The Jordanian public has come out overwhelmingly against ISIS, in the streets, parliament and social media. And their supporters are mute–for now. The father of al-Kasasbeh–originally critical of coalition strikes on Syria–and the public call for vengeance. Hours after the video’s release, Jordan executed two ISIS and Al-Qaeda prisoners, one of whom (Sajida al-Rishawi) was to be part of a potential prisoner swap with al-Kasasbeh and the Japanese journalist Kenji Goto. And the Jordanian and other coalition forces are poised to wage an even more ferocious battle against their enemy. One can only hope that the Jordanian people’s national unity and determination will help turn a corner in the fight against ISIS. The days ahead will be critical.

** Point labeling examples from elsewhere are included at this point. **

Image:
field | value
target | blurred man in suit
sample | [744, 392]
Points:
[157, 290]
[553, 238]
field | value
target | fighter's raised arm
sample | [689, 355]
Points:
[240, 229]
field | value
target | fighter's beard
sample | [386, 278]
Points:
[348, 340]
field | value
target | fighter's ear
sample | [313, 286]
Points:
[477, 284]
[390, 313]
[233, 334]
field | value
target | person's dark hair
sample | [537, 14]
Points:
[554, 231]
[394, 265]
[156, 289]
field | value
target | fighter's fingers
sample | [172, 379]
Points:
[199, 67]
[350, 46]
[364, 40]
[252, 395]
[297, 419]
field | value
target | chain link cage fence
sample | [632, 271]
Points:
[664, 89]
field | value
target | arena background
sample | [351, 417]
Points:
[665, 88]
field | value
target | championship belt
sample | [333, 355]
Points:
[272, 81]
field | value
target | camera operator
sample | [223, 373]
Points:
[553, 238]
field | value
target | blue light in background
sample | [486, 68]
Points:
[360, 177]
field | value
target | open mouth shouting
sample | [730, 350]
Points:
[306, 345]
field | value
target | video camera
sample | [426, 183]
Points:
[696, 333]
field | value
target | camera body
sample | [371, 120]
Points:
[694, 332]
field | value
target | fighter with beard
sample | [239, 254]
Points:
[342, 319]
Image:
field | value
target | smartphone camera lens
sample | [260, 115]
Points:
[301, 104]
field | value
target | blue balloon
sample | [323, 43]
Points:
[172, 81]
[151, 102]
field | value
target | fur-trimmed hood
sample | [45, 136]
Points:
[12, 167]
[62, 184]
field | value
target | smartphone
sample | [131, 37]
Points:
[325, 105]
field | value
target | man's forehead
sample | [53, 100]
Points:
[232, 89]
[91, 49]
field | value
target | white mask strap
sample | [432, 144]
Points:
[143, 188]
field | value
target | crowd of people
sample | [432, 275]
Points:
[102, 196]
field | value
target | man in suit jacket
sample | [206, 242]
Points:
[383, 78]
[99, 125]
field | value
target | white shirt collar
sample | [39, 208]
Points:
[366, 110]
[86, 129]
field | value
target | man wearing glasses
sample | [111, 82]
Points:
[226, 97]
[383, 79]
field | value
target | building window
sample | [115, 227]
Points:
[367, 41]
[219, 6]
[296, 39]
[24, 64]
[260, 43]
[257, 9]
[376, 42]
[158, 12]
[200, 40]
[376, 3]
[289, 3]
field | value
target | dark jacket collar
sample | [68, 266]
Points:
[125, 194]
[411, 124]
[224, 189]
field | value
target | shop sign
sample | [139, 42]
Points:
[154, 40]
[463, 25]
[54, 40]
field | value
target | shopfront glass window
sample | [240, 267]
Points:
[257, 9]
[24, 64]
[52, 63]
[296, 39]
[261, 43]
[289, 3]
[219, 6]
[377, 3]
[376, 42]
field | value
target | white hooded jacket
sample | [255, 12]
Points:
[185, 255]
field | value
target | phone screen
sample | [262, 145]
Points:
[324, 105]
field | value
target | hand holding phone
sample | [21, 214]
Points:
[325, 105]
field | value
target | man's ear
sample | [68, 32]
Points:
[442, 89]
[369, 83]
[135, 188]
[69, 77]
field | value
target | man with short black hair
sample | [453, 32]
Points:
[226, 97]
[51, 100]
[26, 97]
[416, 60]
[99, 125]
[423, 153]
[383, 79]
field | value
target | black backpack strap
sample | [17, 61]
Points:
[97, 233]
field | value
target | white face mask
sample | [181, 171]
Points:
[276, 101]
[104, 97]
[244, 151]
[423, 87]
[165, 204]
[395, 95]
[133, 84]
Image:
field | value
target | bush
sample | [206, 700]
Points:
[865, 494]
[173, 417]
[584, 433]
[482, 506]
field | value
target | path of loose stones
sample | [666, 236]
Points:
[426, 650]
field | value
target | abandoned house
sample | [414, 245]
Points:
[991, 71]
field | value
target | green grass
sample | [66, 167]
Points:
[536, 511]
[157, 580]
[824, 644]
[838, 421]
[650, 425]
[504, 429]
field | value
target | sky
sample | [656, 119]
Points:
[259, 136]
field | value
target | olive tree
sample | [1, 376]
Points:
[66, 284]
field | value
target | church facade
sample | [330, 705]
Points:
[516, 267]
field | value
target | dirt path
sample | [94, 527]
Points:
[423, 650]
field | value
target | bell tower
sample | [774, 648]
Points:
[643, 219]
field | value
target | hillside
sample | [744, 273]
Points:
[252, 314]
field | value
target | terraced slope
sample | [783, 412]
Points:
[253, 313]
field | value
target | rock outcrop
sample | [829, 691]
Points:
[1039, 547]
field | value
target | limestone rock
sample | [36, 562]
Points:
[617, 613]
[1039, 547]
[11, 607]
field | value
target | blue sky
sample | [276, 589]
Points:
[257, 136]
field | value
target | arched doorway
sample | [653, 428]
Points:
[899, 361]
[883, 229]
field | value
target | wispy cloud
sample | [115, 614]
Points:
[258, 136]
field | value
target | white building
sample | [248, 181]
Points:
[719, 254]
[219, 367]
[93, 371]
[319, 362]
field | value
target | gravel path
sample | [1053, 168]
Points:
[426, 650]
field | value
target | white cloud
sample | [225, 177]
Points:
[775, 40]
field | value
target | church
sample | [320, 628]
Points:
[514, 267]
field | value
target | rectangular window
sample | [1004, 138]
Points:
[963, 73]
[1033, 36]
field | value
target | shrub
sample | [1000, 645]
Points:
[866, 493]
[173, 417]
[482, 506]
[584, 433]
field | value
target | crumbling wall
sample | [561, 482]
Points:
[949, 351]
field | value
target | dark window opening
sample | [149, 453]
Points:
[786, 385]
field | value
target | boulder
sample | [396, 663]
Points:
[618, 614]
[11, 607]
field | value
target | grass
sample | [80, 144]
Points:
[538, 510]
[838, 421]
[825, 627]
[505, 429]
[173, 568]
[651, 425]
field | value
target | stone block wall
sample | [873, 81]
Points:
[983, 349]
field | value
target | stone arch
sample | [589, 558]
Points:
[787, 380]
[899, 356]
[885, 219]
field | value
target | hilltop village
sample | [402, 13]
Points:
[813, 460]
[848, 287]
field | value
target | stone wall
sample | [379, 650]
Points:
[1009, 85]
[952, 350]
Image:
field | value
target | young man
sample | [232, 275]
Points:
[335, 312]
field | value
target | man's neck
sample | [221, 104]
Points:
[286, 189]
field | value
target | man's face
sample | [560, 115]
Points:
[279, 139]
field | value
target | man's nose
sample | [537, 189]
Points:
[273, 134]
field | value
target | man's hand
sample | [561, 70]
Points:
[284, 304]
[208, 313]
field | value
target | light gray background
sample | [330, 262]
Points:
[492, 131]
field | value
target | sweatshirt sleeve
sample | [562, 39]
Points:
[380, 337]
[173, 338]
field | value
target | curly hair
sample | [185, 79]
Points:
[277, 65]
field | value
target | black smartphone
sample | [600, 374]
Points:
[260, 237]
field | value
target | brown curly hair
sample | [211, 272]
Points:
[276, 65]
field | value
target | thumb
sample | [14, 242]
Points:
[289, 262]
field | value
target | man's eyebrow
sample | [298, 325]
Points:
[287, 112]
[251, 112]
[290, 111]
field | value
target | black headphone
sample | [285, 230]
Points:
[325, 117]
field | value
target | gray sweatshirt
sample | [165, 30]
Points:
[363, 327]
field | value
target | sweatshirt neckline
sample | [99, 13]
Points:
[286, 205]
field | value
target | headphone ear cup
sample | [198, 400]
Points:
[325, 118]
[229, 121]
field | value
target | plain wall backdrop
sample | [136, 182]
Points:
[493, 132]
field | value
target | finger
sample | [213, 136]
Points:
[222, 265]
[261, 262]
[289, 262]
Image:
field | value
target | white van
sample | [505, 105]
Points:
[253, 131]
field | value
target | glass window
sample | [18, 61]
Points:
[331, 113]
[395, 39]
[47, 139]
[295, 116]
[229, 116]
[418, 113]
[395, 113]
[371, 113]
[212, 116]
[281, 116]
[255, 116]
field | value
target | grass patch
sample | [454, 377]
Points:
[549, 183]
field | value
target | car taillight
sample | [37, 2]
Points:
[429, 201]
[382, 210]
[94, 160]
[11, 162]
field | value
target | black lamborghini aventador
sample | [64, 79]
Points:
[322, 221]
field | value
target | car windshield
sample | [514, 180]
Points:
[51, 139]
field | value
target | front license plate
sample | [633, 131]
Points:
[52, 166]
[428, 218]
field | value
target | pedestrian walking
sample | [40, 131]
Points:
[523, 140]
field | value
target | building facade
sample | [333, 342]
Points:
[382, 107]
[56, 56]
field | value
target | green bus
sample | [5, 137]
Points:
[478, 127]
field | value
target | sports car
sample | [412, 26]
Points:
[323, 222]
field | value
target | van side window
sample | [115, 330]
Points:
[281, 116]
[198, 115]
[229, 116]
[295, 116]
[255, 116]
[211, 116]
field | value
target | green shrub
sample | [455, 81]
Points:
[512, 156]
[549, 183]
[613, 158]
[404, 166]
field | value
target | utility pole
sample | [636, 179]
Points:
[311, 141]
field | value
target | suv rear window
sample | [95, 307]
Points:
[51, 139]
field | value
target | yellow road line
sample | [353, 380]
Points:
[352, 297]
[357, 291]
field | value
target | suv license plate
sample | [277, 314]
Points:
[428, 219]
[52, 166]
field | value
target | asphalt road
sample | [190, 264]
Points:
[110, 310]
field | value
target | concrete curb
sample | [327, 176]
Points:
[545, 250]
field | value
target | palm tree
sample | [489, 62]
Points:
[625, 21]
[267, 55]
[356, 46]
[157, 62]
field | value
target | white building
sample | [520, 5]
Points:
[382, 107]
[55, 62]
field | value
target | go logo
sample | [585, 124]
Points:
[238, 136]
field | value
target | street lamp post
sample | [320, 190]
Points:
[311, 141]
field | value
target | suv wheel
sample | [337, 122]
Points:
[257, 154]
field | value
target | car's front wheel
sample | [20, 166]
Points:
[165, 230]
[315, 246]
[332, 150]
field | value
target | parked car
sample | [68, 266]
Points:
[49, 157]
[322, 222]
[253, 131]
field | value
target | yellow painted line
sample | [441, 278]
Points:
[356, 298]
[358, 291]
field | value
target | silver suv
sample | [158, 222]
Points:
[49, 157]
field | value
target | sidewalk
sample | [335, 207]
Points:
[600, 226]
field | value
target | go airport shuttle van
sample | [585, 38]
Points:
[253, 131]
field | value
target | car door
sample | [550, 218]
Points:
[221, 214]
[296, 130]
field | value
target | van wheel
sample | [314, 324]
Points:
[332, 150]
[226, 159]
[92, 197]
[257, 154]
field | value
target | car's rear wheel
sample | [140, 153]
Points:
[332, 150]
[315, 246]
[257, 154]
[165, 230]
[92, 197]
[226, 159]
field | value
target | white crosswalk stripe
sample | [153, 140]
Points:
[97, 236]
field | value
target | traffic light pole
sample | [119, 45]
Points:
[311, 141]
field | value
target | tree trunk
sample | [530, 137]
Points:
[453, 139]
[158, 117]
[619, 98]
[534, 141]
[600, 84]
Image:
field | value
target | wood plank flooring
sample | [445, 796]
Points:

As the war rages, Jordanians and others in the region will undoubtedly enter a period of deep introspection and self examination. Some reports show that the highest concentration of foreign ISIS fighter come from Jordan. The presence of Jihadi-Salafists (al-jihadiyyah al-salafiyyah) in the country is no secret. How and why could such groups be given the opportunity to thrive for so long in public, and even join ISIS? Similarly, Jordan has been the staging point for much Syrian opposition activity and arms smuggling. How long can this go on? These questions are long overdue, but finally being asked.
Jordan’s geographical and political proximity to the Syrian conflict have dragged its people deeper into this conflict than anyone anticipated. However, something similar may be said of several other countries who have fueled the warfare in Syria as well as Iraq for a number of years. The death of Moaz al-Kasasbeh underscores the entire region’s political contradictions, military quagmire and potency of using violence in the name of Islam. One can only hope that his blood was not spilled in vain.